“Sleep and Sex: What Can Go Wrong? A Review of the Literature on Sleep Related Disorders and Abnormal Sexual Behaviors and Experiences”, 2007-06-01 (; backlinks; similar):
To formulate the first classification of sleep-related disorders and abnormal sexual behaviors and experiences. A computerized literature search was conducted, and other sources, such as textbooks, were searched. Many categories of sleep related disorders were represented in the classification: parasomnias (confusional arousals/sleepwalking, with or without obstructive sleep apnea; REM sleep behavior disorder); sleep related seizures; Kleine-Levin syndrome (KLS); severe chronic insomnia; restless legs syndrome; narcolepsy; sleep exacerbation of persistent sexual arousal syndrome; sleep related painful erections; sleep related dissociative disorders; nocturnal psychotic disorders; miscellaneous states.
Kleine-Levin syndrome (78 cases) and parasomnias (31 cases) were most frequently reported. Parasomnias and sleep related seizures had overlapping and divergent clinical features. 31 cases of parasomnias (25 males; mean age, 32 years) and 7 cases of sleep related seizures (4 males; mean age, 38 years) were identified.
A full range of sleep related sexual behaviors with self and/or bed partners or others were reported, including masturbation, sexual vocalizations, fondling, sexual intercourse with climax, sexual assault/rape, ictal sexual hyperarousal, ictal orgasm, and ictal automatism. Adverse physical and/or psychosocial effects from the sleepsex were present in all parasomnia and sleep related seizure cases, but pleasurable effects were reported by 5 bed partners and by 3 patients with sleep related seizures. Forensic consequences were common, occurring in 35.5% (11⁄31) of parasomnia cases, with most (9⁄11) involving minors. All parasomnias cases reported amnesia for the sleep-sex, in contrast to 28.6% (2⁄7) of sleep related seizure cases. Polysomnography (without penile tumescence monitoring), performed in 26⁄31 parasomnia cases, documented sexual moaning from slow wave sleep in 3 cases and sexual intercourse during stage 1 sleep/wakefulness in one case (with sex provoked by the bed partner). Confusional arousals (CAs) were diagnosed as the cause of “sleepsex” (“sexsomnia”) in 26 cases (with obstructive sleep apnea [OSA] comorbidity in 4 cases), and sleepwalking in 2 cases, totaling 90.3% (28⁄31) of cases being NREM sleep parasomnias. REM behavior disorder was the presumed cause in the other 3 cases.
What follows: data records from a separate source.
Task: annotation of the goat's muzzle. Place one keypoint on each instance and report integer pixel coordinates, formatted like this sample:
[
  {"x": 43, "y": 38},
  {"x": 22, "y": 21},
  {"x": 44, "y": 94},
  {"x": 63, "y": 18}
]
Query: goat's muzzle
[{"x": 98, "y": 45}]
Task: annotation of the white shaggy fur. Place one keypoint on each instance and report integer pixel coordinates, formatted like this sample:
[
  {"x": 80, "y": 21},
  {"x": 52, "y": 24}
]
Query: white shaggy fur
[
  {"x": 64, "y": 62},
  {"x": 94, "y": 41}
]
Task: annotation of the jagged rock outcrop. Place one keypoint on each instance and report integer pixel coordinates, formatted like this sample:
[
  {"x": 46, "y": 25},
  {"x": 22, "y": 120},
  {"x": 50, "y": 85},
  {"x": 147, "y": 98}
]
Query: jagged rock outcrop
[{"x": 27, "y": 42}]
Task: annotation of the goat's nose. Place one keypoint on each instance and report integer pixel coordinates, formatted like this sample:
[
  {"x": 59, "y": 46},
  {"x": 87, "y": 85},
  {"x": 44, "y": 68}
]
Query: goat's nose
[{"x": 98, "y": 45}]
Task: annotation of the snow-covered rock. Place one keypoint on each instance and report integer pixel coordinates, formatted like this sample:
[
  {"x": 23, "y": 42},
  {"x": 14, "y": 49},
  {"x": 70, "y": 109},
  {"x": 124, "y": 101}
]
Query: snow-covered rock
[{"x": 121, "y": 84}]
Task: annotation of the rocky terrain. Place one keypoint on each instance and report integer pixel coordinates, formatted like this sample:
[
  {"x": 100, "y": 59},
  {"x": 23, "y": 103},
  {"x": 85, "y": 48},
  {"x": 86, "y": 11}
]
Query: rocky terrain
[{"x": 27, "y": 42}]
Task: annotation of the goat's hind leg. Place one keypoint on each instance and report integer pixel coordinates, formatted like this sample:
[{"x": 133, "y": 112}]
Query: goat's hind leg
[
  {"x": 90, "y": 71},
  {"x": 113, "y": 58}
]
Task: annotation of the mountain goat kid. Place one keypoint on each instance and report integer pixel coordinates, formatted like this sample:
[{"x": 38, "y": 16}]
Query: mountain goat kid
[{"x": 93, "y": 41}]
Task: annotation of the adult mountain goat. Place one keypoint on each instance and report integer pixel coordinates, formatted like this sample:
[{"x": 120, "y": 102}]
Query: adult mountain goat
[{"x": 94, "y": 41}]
Bedtime clonazepam therapy was effective in 90% (9⁄10) of treated parasomnia cases; nasal continuous positive airway pressure therapy was effective in controlling comorbid OSA and CAs in both treated cases. All 5 treated patients with sleep related sexual seizures responded to anticonvulsant therapy. The hypersexuality in KLS, which was twice as common in males compared to females, had no reported effective therapy.
A broad range of sleep related disorders associated with abnormal sexual behaviors and experiences exists, with major clinical and forensic consequences.